Veteran diplomat William Taylor, the charge d’affaires at the U.S. Embassy in Kiev, texted a senior colleague, “Are we now saying that security assistance and [a White House meeting between Trump and Zelensky] are conditioned on investigations?” Instead of just saying no, the colleague wrote, “Call me,” taking the conversation offline. Stay tuned for more details to leak.

Then there is Trump’s public appeal to China to “start an investigation into the Bidens.”

» READ MORE: Prominent NGO official in Kiev talks about Trump shakedown

» READ MORE: Trump has a bad case of autocrat envy

“When the only American citizen President Trump singles out for China’s investigation is his political opponent, it strains credulity to suggest that it is anything other than politically motivated,” Romney also tweeted, correctly.

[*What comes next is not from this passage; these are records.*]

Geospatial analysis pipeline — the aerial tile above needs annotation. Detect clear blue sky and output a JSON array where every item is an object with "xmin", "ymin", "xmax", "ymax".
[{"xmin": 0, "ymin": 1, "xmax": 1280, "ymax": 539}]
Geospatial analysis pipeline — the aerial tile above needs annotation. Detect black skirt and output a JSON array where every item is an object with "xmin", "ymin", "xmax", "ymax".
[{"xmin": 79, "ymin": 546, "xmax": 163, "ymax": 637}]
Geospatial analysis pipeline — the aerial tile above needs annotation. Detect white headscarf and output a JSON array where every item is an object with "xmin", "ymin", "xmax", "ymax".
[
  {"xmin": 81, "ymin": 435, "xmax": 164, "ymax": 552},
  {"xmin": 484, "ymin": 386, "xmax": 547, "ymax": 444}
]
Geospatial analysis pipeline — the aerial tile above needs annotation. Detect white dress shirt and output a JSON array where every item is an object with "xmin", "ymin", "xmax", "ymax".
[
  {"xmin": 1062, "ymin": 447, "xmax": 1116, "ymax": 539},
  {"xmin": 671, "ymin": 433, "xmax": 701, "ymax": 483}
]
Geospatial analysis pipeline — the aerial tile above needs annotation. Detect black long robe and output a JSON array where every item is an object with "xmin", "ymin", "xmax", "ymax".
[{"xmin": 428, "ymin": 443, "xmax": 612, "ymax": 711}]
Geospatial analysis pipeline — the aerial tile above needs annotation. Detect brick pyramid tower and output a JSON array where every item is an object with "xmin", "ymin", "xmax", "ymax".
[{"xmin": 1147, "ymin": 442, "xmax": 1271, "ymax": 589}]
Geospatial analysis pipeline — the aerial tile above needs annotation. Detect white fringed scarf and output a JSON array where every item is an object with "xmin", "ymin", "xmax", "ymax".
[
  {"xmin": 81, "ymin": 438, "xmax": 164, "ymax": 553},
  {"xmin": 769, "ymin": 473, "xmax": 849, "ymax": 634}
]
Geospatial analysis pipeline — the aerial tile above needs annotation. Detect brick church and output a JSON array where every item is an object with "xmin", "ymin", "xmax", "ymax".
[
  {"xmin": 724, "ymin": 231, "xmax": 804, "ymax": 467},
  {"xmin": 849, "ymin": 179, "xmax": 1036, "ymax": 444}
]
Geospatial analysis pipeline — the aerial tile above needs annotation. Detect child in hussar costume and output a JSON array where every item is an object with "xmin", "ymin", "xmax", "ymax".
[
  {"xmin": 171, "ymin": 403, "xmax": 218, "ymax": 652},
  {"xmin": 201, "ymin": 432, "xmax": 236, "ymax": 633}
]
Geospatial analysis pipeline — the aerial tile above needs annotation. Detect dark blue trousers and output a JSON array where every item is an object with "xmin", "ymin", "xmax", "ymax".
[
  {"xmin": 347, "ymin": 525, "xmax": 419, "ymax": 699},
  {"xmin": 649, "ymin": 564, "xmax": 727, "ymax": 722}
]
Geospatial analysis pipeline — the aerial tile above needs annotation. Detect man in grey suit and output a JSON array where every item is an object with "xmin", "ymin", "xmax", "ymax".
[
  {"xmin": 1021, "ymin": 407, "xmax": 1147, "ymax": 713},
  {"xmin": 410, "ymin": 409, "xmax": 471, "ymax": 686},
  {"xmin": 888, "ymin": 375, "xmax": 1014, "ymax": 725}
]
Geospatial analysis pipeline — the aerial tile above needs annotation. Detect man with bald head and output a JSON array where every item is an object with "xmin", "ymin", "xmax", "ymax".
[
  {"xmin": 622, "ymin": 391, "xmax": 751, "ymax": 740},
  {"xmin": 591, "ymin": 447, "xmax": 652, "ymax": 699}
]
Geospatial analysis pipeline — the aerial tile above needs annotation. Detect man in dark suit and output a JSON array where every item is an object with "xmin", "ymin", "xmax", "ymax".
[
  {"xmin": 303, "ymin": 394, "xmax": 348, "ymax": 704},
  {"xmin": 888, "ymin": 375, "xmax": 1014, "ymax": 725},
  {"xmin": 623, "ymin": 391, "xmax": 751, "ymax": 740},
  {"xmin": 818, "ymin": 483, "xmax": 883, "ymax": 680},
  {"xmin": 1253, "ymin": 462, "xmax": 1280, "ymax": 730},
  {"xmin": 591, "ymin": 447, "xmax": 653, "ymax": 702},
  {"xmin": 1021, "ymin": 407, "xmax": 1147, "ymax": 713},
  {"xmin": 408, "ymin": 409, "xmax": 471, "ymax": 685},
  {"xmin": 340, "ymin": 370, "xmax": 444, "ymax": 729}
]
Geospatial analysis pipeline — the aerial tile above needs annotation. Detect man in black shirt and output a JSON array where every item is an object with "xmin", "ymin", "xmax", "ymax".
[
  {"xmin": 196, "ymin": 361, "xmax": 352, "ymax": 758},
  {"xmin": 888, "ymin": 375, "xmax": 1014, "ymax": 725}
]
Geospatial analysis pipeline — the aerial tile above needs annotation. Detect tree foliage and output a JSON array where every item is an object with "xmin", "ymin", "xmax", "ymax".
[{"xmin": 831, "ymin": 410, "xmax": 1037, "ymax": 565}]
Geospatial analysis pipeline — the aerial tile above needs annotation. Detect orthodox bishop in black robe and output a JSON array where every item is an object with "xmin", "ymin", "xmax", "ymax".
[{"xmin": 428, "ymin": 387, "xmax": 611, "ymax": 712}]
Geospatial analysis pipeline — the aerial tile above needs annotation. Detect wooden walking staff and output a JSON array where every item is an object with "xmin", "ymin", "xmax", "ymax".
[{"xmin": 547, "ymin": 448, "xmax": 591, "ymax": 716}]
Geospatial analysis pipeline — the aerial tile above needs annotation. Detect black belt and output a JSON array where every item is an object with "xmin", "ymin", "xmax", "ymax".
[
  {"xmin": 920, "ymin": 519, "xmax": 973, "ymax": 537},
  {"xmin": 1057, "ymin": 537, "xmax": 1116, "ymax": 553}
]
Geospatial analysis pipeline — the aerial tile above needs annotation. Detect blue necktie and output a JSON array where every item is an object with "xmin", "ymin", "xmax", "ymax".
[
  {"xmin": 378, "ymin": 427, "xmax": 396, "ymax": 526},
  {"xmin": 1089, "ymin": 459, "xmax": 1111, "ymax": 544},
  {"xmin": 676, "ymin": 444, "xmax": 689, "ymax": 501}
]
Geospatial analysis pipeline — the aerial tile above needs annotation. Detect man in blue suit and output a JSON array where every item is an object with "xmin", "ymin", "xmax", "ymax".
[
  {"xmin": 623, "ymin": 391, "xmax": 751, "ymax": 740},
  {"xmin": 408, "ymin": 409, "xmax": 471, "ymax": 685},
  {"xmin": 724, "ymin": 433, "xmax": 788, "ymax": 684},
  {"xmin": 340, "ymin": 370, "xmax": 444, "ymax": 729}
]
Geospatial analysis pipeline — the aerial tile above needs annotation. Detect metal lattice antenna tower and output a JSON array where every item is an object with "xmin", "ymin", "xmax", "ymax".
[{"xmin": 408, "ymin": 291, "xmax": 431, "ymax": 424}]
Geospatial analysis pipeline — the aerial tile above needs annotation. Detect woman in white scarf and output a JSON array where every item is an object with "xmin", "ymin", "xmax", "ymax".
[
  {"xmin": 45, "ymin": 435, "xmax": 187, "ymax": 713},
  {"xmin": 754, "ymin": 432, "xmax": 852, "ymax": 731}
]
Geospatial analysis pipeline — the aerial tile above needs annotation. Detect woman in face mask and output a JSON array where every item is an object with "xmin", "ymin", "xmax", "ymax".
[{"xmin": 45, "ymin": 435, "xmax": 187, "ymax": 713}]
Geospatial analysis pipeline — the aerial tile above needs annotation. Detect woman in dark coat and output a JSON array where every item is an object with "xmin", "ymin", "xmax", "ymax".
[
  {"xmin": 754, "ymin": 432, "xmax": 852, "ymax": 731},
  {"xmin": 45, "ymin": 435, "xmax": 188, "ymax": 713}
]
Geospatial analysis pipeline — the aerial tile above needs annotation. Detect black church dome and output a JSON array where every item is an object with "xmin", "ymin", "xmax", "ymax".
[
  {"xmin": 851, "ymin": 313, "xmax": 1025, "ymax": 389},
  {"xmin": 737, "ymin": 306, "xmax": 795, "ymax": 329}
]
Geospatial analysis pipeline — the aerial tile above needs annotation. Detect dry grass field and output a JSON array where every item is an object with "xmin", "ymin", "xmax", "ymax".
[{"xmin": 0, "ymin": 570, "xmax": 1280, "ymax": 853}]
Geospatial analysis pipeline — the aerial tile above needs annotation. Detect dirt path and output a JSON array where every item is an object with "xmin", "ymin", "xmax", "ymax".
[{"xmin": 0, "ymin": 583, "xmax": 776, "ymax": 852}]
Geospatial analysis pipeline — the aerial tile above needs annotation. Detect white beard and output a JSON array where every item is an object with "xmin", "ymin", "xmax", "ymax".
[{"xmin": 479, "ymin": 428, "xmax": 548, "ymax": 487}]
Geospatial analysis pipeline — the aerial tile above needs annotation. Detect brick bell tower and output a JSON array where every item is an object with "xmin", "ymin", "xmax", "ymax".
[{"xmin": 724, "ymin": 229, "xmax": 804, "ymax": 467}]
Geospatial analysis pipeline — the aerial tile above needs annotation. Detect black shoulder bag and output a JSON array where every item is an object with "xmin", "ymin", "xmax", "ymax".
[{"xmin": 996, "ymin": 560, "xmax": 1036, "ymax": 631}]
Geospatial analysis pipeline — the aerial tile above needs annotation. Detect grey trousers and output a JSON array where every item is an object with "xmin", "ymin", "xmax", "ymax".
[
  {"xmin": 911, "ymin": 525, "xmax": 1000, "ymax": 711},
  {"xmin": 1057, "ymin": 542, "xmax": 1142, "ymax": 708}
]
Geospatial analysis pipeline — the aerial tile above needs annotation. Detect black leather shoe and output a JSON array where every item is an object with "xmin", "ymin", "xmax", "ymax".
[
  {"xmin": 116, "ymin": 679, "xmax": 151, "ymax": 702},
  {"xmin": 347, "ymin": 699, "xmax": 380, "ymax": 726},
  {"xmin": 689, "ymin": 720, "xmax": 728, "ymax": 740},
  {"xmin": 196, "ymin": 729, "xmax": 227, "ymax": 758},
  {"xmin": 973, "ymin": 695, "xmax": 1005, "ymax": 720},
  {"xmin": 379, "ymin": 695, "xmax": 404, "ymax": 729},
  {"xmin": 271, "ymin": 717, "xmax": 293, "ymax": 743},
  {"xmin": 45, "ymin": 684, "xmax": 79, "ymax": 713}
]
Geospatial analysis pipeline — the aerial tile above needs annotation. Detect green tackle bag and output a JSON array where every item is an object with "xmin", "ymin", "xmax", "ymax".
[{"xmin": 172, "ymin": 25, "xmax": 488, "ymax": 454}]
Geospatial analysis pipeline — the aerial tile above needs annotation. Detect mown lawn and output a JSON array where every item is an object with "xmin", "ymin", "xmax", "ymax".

Trump’s solicitation to China echoes his similar plea to Russia during the 2016 campaign to “find” Hillary Clinton’s missing emails.

The president cares not. He is willing to solicit our main strategic rival to do him a favor by investigating Biden. We already know Trump told President Xi Jinping he’d stay silent on Hong Kong while trade talks continued. So what would he pay for dirt on a rival?

Yet Trump’s twisting of U.S. foreign policy for personal political gain doesn’t stop there. He has asked the leaders of Australia, Britain, and Italy to investigate whether their own intelligence services engaged in a plot against the Trump campaign in 2016 by contributing to the Mueller report.

The Sydney Morning Herald rightly responded: “The idea that Australia was somehow part of a conspiracy to help Mrs. Clinton in 2016 is nuts.” Trump’s nuttiness may make allied intelligence services less likely to cooperate with our services in the future.

Indeed, the only ones to benefit from that nuttiness are adversaries such as Vladimir Putin, who can sit back and enjoy watching Trump besmirch America’s democratic image.

“Putin wants to show the world that officials everywhere are corrupted, and that all the world runs like Russia,” says the courageous Russian journalist Yevgenia Albats. “Trump has helped Putin’s argument that the United States is no different from Russia.”

Some Americans — including many Trump supporters — don’t seem to care if Trump acts the autocrat. Indeed, a 2018 study coauthored by Stanford University’s Larry Diamond found that three in 10 Americans would prefer a more authoritarian form of government in the United States. Unchecked, that is where Trump is headed.

So the big question now is whether GOP legislators will continue to enable Trump to stiff democratic norms and laws. Romney has broken the ice. Will anyone else break the silence of the GOP lambs?